From Joe Harris, Algebraic Geometry, Page 10.
Show that if seven points $p_{1},\cdots,p_{7}$ on a twisted cubic curve, then the common zero locus of the quadratic polynomials vanishing at the $p_{i}$ is the twisted cubic.
I am looking for a hint to solve this problem (and the more general case of rational normal curves). I know $p_{i}$ must be in general position, such that any four of them span $\mathbb{P}^{3}$. But this alone does not give an answer immediately.
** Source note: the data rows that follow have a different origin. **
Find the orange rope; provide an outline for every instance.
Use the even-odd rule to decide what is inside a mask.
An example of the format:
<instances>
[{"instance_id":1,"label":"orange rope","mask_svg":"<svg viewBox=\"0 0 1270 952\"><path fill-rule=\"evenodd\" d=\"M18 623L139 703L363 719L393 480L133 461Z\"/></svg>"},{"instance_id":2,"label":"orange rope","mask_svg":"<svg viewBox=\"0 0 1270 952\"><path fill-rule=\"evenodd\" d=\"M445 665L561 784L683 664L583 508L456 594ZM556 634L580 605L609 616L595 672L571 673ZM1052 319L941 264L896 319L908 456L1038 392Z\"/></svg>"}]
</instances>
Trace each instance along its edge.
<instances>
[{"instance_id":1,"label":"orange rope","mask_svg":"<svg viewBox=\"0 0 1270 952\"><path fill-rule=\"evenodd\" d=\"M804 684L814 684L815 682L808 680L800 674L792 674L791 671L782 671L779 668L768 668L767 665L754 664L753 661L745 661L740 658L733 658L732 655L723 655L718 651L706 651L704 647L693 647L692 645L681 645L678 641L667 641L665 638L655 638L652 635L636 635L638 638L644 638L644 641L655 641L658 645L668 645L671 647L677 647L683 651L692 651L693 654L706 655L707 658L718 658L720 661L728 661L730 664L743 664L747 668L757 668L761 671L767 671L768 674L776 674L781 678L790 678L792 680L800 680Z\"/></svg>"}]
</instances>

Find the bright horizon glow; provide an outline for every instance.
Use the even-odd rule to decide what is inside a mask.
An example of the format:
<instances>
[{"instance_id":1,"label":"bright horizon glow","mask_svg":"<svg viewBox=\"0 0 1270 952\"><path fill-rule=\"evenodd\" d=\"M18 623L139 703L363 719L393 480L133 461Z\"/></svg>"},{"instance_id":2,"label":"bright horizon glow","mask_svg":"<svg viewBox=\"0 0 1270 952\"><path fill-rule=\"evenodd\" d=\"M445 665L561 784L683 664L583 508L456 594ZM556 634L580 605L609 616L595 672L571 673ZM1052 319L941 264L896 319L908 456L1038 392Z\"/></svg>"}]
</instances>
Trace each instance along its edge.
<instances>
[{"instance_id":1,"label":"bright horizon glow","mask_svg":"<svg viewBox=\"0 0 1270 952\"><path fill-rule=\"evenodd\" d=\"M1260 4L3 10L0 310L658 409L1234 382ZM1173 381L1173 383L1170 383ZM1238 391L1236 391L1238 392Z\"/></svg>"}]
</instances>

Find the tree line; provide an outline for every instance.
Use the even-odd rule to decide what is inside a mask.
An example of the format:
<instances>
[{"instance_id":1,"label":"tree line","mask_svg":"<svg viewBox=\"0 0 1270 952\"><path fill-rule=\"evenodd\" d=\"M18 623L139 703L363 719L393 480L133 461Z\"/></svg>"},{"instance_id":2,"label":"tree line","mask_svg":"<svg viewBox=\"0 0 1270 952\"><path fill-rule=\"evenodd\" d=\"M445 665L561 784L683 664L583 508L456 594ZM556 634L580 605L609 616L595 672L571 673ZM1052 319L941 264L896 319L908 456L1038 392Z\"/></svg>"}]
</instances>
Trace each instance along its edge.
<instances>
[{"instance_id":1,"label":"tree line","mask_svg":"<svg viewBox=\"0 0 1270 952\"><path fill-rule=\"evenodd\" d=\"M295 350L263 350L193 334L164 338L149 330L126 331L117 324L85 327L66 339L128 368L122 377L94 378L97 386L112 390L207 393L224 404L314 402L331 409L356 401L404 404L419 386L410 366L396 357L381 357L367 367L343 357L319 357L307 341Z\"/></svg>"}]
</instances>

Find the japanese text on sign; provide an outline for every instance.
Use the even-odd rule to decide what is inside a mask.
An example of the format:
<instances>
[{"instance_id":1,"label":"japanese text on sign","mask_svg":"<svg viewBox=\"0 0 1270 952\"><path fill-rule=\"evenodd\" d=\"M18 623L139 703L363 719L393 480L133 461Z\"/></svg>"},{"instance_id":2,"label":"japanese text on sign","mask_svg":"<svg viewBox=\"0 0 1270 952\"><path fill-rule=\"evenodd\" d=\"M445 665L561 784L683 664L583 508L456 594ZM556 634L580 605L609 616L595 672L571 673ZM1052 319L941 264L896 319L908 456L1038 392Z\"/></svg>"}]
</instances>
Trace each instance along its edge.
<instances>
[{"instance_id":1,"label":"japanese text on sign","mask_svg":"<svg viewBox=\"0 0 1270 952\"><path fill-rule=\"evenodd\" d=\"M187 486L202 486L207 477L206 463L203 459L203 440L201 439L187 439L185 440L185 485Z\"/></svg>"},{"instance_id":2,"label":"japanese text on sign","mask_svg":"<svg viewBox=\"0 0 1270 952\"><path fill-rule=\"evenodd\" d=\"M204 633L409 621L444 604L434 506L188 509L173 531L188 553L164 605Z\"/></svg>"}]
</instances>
Here is an argument based on Harris' argument on page 7.
Consider $p_{1},p_{2},p_{3}$. It must span a hypersurface of dimension 2 in $\mathbb{P}^{3}$. And similarly is $p_{4},p_{5},p_{6}$. If $p_{7}$ lies on all quadratic polynomial passing through them, then $p_{7}$ has to lie on the intersection of two hypersurfaces – therefore must be lying on at least one hyperplane spanned by the above 2 sets. So we can write $p_{7}$ to be the linear combination of $p_{1},p_{2},p_{3}$ without loss of generality. But this contradicts the fact that they lying on general position (such that $p_{1},p_{2},p_{3},p_{7}$ span $\mathbb{P}^{7}$). So $p_{7}$ must not lie on all quadratic polynomials passing through them.
Since we know every quadratic in $\mathbb{P}^{3}$ is determined by $4+6-1=9$ coefficients, two quadratics pass through the same 6 points should give us 3 dimension "wiggle room" left. But then I am lost as what to proceed.
Best Answer
Let $C$ be the twisted cubic. The space $V$ of quadric surfaces containing $p_1,...,p_7$ has projective dimension $9-7 = 2$. Now, any quadric $Q$ containing $p_1,...,p_7$ intersects $C$ in $7 > 2deg(C) = 6$ points. Therefore $C\subset Q$.
We have three independet quadrics $Q_1,Q_2,Q_3\in V$ such that $C\subset Q_i$ for any $i = 1,2,3$. Now, $Q_1\cap Q_2 = C\cup L$ where $L$ is a line. Therefore $Q_1\cap Q_2\cap Q_3 = C$ because $Q_3\cap L\subset C$.